In another horribly named scheme*, the government has announced an Equity Savings Scheme, named after Ramesh Gelli. No, Ram Gopal (Verma). Okay, it doesn’t matter, so let’s get to the concept that was first announced in Budget2012.
* I detest that any thing is named after the Gandhi family – they have a hugely disproportionate number of things named after them. Indira or Rajiv Gandhi, or Nehru in airports, hospitals, schemes, programmes – what the heck? I would support a "renaming" exercise and fund the costs of it.
Also why don’t we call it a Dhirubhai Ambani scheme instead? He brought the small investor into equity markets.
The Concept
- Applies to New investors – defined as those whose PAN numbers don’t have equity transactions (even empty demat account holders who’ve never transacted).
- And then only those with taxable income less than 10 lakh per year.
- For upto Rs. 50,000 invested in the equity markets, they get a tax deduction of 50% of that amount each year.
- Eg. if you make Rs. 900,000 per year and invest Rs. 30,000 in stocks, you can get Rs. 15,000 off on your taxable income, taking it down to Rs. 885,000. Effectively, you will probably save about Rs. 3,000 in taxes (at the 20% slab).
The Details
You can invest in:
- CNX 100 stocks
- BSE 100 stocks
- PSUs that are Navratnas, Maharatnas or miniratnas (WTF**)
- Follow on public offers of the above companies (I suppose this is used to help the PSU offerings above)
- IPOs of PSUs whose turnover is greater than 4,000 cr. (in each of the last 3 yrs)
- ETFs or mutual funds that are listed and traded on stock exchanges and settled with a depository mechanism. That means Junior BEES and Nifty BEES (and such ETFs) are included.
- You needn’t buy in one shot. You can buy in bits and pieces over the year.
WTF** = why this silly clause? If you are a whatever-ratna, you better well compete with private companies and come into the top 100 stocks just like anyone else. This pandering to government owned companies is ridiculous, but it’s being used as an attempt to attract people to the useless government IPOs coming soon.
"Mutual Funds" are mostly NOT included
A common misconception is that mutual funds have been included in the RGESS scheme. They have not. The clause says:
Exchange Traded Funds (ETFs) and Mutual Funds (MFs) that have RGESS eligible securities as their underlying and are listed and traded in the stock exchanges and settled through a depository mechanism have also been brought under RGESS.

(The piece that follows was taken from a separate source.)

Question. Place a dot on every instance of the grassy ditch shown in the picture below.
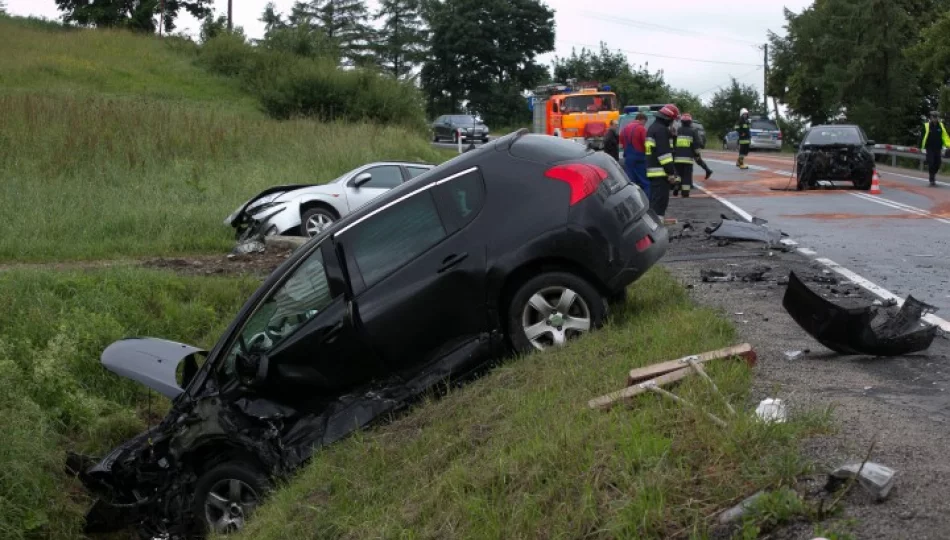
(55, 395)
(113, 177)
(517, 454)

That only means listed Mutual Funds that are traded in the exchanges. Most equity mutual fund purchases are not done on an exchange (for instance, mutual funds bought through an intermediary like fundsindia.com are not).
I don’t if this means that RGESS includes purchases of equity mutual funds that traded in the "MFSS" segment of exchanges. Even there, there’s a depository mechanism. But clarity will only come when the income tax department notifies it. But even if it does, it means buying an equity fund from your friendly neighbourhood "agent" will not qualify.
Locked in
- You can’t sell for a year, period.
- After a year, you can sell, but you have to reinvest that much (or whatever you claimed tax benefits on) back into the market, such that the level is maintained for 270 days a year.
- Scenario 1: You invest Rs. 40,000 but it falls to Rs. 30,000 within a year. You can sell, but you have to put back money to make the value at least Rs. 30,000.
- Scenario 2: You invest Rs. 40,000 in April 2013, it goes to Rs. 60,000 in one year . You sell all your shares, but you have to bring the level back to Rs. 40,000. The 20K profit needn’t be reinvested.
- The 270 day limit is very shady. It means you can’t sell after July in any year (since the financial year is April to March) If you sell in September, you don’t have enough time to buy back – there won’t even be 270 days left in the year! I suppose this will get clarified in the tax department announcement.
- If you violate the lock-in – the tax benefits are reversed. Again, let’s wait for the tax department details.
My Take
Hahahaha.
With so many ifs, buts, exclusions, lock-ins and all that, I don’t see the ESS as a game changer. It applies only for the first year of investing, and that too in some specific securities. It is also supposed to help the government sell its IPOs but that is not going to work – if current, regular investors won’t buy those stocks then new investors will not.
Secondly, the benefit is not great. You will save taxes on 50% of the money invested, and with less than 10 lakh income, you’re probably in the 20% tax bracket. For Rs. 50,000 invested you will save about Rs. 5,000 in taxes. That means if the investment falls by 10% or more, you’re worse off than not investing at all (and you can’t even exit properly because of the lock-in complexities). However, you can think of this as the government giving you a 10% cushion on the downside.
Lastly, the fact that mutual funds – the more common non listed, equity oriented – are not included is a bummer.
Note: You might see changes when the actual notifications from the income tax department or SEBI come along.